The word khanava’dan is derived from the Persian, khana-a’badan, means may the house be flourished. As it is also said, a’badan shudan (to be inhabited), a’badan kardan (cultivate or build) or khanaysh abad (may this house be full and prosperous). The word a’badan is nearly synonymous with abad.
Earlier, the phrase khana-a’badan was used, then shortly khana-a’bad (may your house be prosperous) and now khanava’dan (may your household prosper). Imam Hasan Ali Shah arrived in India in 1842, and addressed the jamat in Persian language and blessed them with the term Khono-obod (may your household prosper). Kamadia Nazar Ali Haji Kadvani translated the Imam’s farman in Kutchhi language. He rendered the term obod as va’dan, meaning increase or enhance. This rendering became so appropriate and common that the Mukhi and Kamadia began to utter Khanava’dan to the jamat, and the Imam also blessed the jamat with the same coinage. It is made of the Persian word khana (household) and the Kutchhi va’dan (enhance), which properly means may your household prosper.

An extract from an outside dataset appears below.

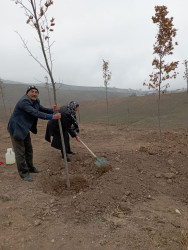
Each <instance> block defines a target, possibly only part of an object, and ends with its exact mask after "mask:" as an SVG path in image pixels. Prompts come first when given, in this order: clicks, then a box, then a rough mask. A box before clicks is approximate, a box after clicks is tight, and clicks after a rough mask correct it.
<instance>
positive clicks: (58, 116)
mask: <svg viewBox="0 0 188 250" xmlns="http://www.w3.org/2000/svg"><path fill="white" fill-rule="evenodd" d="M60 118H61V113H56V114H53V117H52V119H53V120H54V119H60Z"/></svg>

It is said that the blessing of khana-a’badan was firstly coined in the period of Imam Abul Hasan Ali Shah (d. 1206/1792). Historically, there is no indication that it was ever used before the time of Imam Abul Hasan Ali Shah.
In Ismaili practice, the Imam holds sole power to say khanava’dan to his spiritual children. The Mukhi represents the Imam in the Jamatkhana, therefore, he is vested authority to bless with khanava’dan or the Kamadia, including the Mukhi/Kamadia of different majalis.